WellSky’s data analysis is based on proprietary data that draws from over 2,000 hospitals and 130,000 post-acute care providers.

This issue has forced providers to be more up front with their referral partners in recent years, acknowledging which patients they can take and which patients they can’t.

“You just need to be transparent,” Geoffrey Abraskin, a senior vice president at Amedisys Inc. (Nasdaq: AMED), told Home Health Care News. “If you’re truly in a partnership, there’s going to be an understanding. Just like hospitals go on diversion – if their ED is full, for example – home health does the same thing. So, we’re in the same boat as them. We just try to be very proactive and upfront with our capacity or limitations.”
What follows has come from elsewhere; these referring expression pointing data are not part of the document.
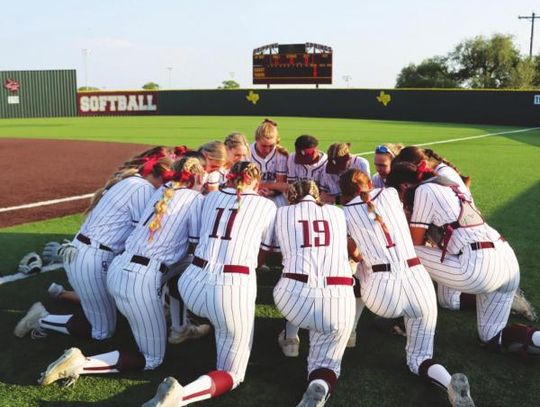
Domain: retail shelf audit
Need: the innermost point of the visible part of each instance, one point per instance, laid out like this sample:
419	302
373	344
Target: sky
197	44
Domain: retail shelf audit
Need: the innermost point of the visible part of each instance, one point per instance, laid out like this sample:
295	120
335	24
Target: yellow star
253	97
384	98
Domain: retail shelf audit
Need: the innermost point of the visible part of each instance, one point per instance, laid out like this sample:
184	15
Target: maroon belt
144	261
86	240
329	280
415	261
227	268
482	245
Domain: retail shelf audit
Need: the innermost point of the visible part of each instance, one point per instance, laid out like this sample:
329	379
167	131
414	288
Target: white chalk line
21	276
465	138
87	196
45	203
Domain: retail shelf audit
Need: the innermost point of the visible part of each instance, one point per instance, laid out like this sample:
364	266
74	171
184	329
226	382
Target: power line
532	18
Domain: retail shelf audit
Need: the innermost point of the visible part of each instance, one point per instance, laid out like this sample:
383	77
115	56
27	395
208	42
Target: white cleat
169	394
189	332
68	366
289	346
55	290
521	306
315	396
30	321
351	343
459	392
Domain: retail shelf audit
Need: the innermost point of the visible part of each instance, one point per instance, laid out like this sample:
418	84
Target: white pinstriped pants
137	292
491	274
87	274
230	307
328	314
408	292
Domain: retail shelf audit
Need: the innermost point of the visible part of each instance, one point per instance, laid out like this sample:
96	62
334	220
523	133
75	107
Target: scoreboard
307	63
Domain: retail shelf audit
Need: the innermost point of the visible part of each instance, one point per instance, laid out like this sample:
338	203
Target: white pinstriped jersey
312	240
315	172
437	204
448	172
331	181
377	181
272	165
232	234
117	212
369	235
179	225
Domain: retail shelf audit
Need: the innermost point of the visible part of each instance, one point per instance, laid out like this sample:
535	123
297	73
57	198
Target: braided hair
268	130
354	182
159	167
414	154
242	174
184	172
298	190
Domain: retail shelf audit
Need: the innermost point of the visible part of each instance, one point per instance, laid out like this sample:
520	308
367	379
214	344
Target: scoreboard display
292	64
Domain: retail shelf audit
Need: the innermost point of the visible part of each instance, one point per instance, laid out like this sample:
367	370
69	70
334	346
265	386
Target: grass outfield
506	185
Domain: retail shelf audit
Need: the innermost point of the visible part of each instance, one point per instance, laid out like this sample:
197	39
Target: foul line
87	196
45	203
464	138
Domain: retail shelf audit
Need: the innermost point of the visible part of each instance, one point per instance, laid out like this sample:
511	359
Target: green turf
506	185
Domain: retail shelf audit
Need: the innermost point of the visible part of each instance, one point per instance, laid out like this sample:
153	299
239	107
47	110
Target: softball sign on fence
117	103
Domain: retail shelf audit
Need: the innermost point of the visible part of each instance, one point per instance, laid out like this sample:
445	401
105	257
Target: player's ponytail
356	183
184	172
267	130
242	174
300	189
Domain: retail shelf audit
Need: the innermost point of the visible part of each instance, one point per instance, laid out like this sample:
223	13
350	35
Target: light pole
85	52
532	18
169	68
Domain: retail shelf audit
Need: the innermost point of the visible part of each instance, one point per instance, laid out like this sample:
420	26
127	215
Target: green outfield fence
48	93
432	105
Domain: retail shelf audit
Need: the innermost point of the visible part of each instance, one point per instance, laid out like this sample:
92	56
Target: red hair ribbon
179	151
244	177
183	176
149	163
422	169
310	152
167	175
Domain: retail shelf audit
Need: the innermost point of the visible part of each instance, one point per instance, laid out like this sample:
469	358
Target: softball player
315	289
112	216
475	258
384	155
135	278
271	158
221	283
307	162
393	281
339	161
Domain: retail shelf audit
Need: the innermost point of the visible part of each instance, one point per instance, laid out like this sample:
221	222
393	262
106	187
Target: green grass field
506	184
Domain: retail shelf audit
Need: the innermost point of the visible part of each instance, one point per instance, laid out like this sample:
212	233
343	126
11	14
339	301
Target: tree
524	75
486	62
430	73
151	86
230	84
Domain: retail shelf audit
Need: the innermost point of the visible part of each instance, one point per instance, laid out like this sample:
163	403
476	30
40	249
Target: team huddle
177	234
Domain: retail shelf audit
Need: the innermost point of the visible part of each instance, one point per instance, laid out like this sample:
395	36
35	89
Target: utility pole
169	68
532	18
85	52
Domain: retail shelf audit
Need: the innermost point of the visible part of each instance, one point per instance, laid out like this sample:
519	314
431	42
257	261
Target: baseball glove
434	235
51	252
68	252
31	263
522	306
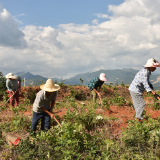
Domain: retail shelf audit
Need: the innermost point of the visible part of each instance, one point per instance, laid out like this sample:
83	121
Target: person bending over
139	84
13	84
43	105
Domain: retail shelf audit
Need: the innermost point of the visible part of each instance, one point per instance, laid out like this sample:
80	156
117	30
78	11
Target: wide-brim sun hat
49	86
152	63
11	75
102	77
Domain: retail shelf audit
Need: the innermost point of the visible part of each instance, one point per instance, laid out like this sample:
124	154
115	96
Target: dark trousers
45	121
14	98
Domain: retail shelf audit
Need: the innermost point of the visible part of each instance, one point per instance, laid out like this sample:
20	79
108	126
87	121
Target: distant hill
115	76
30	79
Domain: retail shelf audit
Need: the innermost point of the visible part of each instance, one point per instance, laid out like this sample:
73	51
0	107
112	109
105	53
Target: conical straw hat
49	86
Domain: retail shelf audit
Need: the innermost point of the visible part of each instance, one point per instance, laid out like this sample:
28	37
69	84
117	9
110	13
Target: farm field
88	131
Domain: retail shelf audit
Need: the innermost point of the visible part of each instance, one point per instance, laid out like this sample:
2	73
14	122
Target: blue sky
55	12
56	38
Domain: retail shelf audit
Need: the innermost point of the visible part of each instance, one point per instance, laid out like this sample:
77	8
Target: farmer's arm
49	113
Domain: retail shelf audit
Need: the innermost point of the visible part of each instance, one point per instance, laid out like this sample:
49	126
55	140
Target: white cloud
10	34
129	37
100	15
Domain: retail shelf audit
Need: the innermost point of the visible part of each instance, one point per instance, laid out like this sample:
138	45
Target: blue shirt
12	85
141	81
42	101
95	83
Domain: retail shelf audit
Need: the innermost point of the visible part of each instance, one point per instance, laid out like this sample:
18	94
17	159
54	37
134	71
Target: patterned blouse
95	83
141	81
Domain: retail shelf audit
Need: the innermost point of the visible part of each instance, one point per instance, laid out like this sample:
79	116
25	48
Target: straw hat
50	86
103	77
152	63
11	75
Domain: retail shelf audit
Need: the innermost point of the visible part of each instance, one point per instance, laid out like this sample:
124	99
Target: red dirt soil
118	115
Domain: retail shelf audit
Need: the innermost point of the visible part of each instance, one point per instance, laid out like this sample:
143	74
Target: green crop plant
69	142
104	88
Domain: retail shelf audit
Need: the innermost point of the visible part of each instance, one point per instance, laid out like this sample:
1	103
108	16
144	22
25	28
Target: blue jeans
45	121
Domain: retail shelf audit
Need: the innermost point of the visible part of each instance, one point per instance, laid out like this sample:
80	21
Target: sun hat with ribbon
152	63
49	86
11	75
103	77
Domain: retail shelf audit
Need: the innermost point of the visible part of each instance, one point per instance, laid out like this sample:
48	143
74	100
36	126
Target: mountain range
116	76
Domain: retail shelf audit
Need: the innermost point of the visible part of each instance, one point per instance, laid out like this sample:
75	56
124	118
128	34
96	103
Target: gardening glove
156	96
151	86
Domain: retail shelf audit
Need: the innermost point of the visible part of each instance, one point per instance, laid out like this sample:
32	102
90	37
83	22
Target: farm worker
13	84
95	86
139	84
43	105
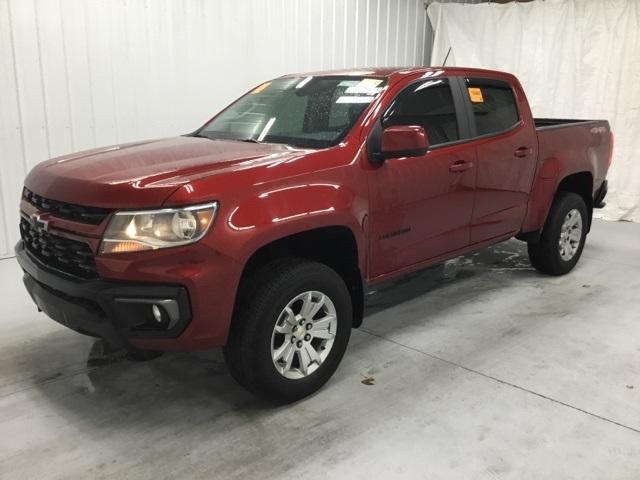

Home health providers are also caring for more complex patients than ever before.

WellSky data shows that patients are now at least 6% more acute, on average, than they were in 2019 at discharge.

Patients are more likely to be experiencing neurological, alcohol-use and drug-use disorders. They are also more likely to be suffering from psychosis or pulmonary circulation diseases.

“Anecdotally, we’ve been seeing that for years,” Bud Langham, EVP of clinical excellence and strategy at Enhabit Inc. (NYSE: EHAB), told HHCN earlier this year. “It started a long time ago, but certainly accelerated during COVID because there were fewer inpatient beds and staff to take care of those patients. In the home health industry, we were asked to take care of patients who were sicker than what we were used to.”